Haws is well-known for his three-point shooting, and his efficiency can’t be overstated. If not for the two game-winning shots over top-tier teams, BYU would likely not have been in the NCAA tournament conversation. The Cougars needed to prove that they could beat top-teams, and thanks to Haws, BYU was a “lock” for March Madness. ESPN’s Joe Lunardi had BYU as a No. 6 seed playing No. 11 Indiana in Albany, New York, in the first round of the NCAA tournament.

But Haws is more than just a basketball player: he’s now a father. The night that Haws hit his game-winning three versus Saint Mary’s, he left for the hospital immediately after interviews to be there for the birth of his first child, a baby boy named Tyson. Haws said that day was full of emotions, beginning with his wife going to the hospital to sinking the game-winning shot. But he also said it was one of the best days of his life.

In his postgame interview, Haws reminisced about what went through his head after he sunk the game-winning three.

“To be honest, my son went through my mind,” Haws said. “I’ve been thinking about this whole experience all day and right after I hit that shot, I was like, ‘That’s for you, man.’”

Being a student-athlete may seem like much to handle, and it is, according to Haws. As a basketball player, he has to figure out how to meet the demands of school, sports and family life.

He said his secret to success on-and-off the court is to compartmentalize.

“You just have to be present wherever you’re at. When you’re here on the court, your whole mind, focus and everything are here on the court. When you’re home, it’s being with the family and enjoying and spending time with them. When it’s school, you gotta buckle down and study,” Haws said.

Many of Haws’ teammates, including Childs and Toolson, have complimented his ability to not let outside problems affect his play in the gym.

Haws’ ability to focus and compete showed on Feb. 15 when BYU scraped by conference opponent San Diego in California. The Cougars began the game with an 88.7% chance to win, according to ESPN’s matchup predictor. But during the game itself, the lead of either team didn’t extend beyond seven points.

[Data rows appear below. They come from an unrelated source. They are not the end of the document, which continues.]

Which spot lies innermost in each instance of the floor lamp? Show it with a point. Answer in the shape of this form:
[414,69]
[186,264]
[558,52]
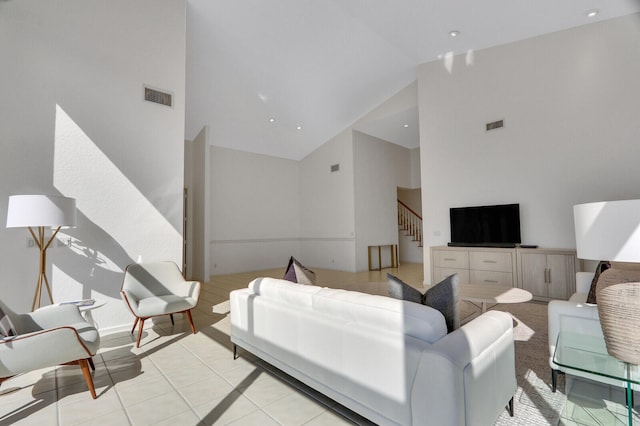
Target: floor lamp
[38,212]
[611,231]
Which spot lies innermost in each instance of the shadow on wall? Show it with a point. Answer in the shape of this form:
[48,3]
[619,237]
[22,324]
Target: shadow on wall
[92,258]
[117,223]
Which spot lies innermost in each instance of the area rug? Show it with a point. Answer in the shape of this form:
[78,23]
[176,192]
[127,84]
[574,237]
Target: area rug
[535,404]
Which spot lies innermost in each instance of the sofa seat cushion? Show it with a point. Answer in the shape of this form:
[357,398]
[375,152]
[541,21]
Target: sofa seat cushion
[159,305]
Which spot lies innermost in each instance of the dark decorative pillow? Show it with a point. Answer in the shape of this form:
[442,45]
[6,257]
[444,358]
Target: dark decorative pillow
[6,326]
[442,296]
[602,266]
[297,273]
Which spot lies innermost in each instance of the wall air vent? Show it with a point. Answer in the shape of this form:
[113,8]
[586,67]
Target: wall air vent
[158,96]
[495,125]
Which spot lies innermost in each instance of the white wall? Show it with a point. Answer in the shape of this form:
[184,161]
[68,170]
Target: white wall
[379,168]
[73,122]
[254,211]
[327,226]
[571,105]
[200,166]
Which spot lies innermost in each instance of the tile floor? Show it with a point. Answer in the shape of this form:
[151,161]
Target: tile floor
[179,378]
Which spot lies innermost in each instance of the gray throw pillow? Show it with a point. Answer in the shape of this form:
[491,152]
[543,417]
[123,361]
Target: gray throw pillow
[6,326]
[442,296]
[297,273]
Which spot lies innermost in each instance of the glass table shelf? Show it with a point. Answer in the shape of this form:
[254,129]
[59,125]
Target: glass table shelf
[589,354]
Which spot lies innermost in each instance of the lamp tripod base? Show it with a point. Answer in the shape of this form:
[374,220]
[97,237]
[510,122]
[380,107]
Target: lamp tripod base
[43,245]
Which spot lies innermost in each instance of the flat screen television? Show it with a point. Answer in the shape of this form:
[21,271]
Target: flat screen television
[490,226]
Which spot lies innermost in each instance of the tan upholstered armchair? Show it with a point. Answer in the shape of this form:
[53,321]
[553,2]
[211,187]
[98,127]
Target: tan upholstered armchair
[53,335]
[155,289]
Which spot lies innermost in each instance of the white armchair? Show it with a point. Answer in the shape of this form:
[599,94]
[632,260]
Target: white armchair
[53,335]
[155,289]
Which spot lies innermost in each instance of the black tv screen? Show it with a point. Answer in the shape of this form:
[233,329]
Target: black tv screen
[494,226]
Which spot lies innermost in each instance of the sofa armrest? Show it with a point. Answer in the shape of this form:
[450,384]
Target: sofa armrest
[455,372]
[571,316]
[51,316]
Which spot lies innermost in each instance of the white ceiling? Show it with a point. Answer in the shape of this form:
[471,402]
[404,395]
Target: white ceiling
[325,64]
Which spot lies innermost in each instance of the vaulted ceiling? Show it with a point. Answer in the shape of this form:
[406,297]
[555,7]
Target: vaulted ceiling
[282,77]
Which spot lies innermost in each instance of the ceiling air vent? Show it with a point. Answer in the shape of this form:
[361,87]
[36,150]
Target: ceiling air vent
[495,125]
[157,96]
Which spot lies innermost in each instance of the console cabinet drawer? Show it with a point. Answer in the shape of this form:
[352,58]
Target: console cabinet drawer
[451,259]
[491,261]
[492,277]
[440,274]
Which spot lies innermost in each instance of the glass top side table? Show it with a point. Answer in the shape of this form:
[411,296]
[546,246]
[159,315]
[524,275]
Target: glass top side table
[589,354]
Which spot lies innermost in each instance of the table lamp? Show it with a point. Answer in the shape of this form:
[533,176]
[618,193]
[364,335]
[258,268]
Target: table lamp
[611,231]
[38,212]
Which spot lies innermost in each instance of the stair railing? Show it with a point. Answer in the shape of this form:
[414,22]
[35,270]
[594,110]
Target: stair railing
[410,222]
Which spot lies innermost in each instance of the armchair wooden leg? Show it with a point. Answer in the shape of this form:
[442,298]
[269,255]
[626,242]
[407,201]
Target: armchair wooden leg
[134,325]
[554,379]
[84,366]
[140,332]
[510,407]
[193,327]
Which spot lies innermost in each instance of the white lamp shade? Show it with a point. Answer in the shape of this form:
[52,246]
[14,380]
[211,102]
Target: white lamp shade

In the final seconds of regulation, Haws assisted Childs to an alley-oop dunk that gave BYU the one-point advantage. San Diego couldn’t respond, losing to BYU 72-71. Haws finished with team-high points on the night, recording 17 points and 10 assists, the second double-double of his career. Combined with Houston and Saint Mary’s, Haws also had a big hand in BYU’s win over San Diego, a win that was essential for the Cougars’ NCAA tournament dreams.

But when asked about his big role on the team, Haws only gave the credit to his teammates for making his performance possible. Haws said his only goal is to help his team win games, and if he can do that, everything else falls into place.

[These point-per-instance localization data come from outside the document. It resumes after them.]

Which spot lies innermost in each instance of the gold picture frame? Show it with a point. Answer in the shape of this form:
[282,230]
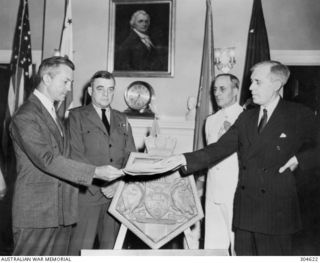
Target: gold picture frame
[127,55]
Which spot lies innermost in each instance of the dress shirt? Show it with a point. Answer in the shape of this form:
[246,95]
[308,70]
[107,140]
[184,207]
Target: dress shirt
[270,108]
[98,110]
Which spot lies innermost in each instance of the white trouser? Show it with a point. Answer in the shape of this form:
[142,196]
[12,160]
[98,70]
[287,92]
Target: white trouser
[218,225]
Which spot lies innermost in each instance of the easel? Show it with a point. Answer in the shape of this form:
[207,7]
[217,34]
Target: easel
[160,146]
[123,231]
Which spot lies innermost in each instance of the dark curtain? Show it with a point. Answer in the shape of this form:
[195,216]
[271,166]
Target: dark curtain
[257,49]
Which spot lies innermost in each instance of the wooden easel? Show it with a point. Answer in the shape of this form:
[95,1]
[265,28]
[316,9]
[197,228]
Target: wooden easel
[123,231]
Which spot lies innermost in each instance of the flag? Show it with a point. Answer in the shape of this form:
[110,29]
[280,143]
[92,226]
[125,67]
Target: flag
[257,49]
[66,49]
[20,70]
[206,79]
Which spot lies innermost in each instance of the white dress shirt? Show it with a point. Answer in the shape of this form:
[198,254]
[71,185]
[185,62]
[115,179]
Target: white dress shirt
[98,110]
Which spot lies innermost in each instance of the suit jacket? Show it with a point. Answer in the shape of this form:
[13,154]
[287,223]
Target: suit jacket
[134,55]
[45,194]
[222,178]
[265,200]
[91,143]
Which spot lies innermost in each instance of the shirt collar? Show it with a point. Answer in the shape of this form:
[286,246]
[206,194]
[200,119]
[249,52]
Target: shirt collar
[47,103]
[98,110]
[141,35]
[270,107]
[232,109]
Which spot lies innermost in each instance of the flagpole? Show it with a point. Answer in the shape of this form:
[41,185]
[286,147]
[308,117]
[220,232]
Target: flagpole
[43,27]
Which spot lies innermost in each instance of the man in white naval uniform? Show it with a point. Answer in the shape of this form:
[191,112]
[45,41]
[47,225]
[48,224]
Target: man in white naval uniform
[222,178]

TJ Haws leaves the floor after big 81-79 win over Saint Mary’s on Feb. 1. (Preston Crawley)

Haws ended his BYU career with a nod toward his father Marty Haws, a former BYU basketball player, who has been his biggest inspiration on and off the court.

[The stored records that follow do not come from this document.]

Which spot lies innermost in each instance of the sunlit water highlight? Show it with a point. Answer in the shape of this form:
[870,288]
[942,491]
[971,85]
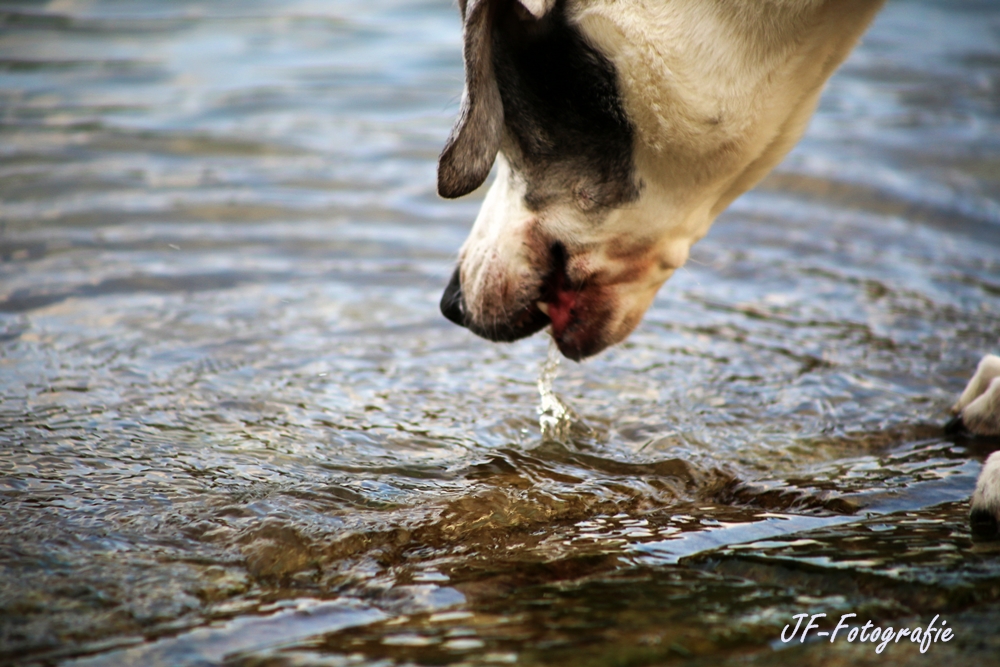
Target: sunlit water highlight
[234,427]
[554,418]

“He’s been there with me through all of this ever since I was a kid,” Haws said. “He knows my game so well and he’s been my mentor. We talk every single day, we talk through things dealing both on and off the court. He’s such a good guy and I really owe it all to him, where I’m at and everything I have and especially the person I’ve become.”

Haws finished his career ranked as BYU’s No. 2 career assists leader with 603, also breaking his career-high assists in a game with 14 on Jan. 11 against Portland. Haws is also No. 3 all-time at BYU for three-point field goals made with 242 over his BYU career. And to top it off, Haws has started and played in 133-straight games over his career, ranking No. 1 at BYU for consecutive games started. If anyone was reliable from year to year, it was Haws.

The Cougars finished ranked No. 18 in the country after their historic season was abruptly cut short due to the COVID-19 pandemic. March Madness was scheduled to begin on Mar. 19 with the first round of games, with BYU making its first debut since 2015, while also claiming its highest seed since 2011. Despite the early end to the season, BYU made every game count and Haws’ impact on the program will be felt for years to come.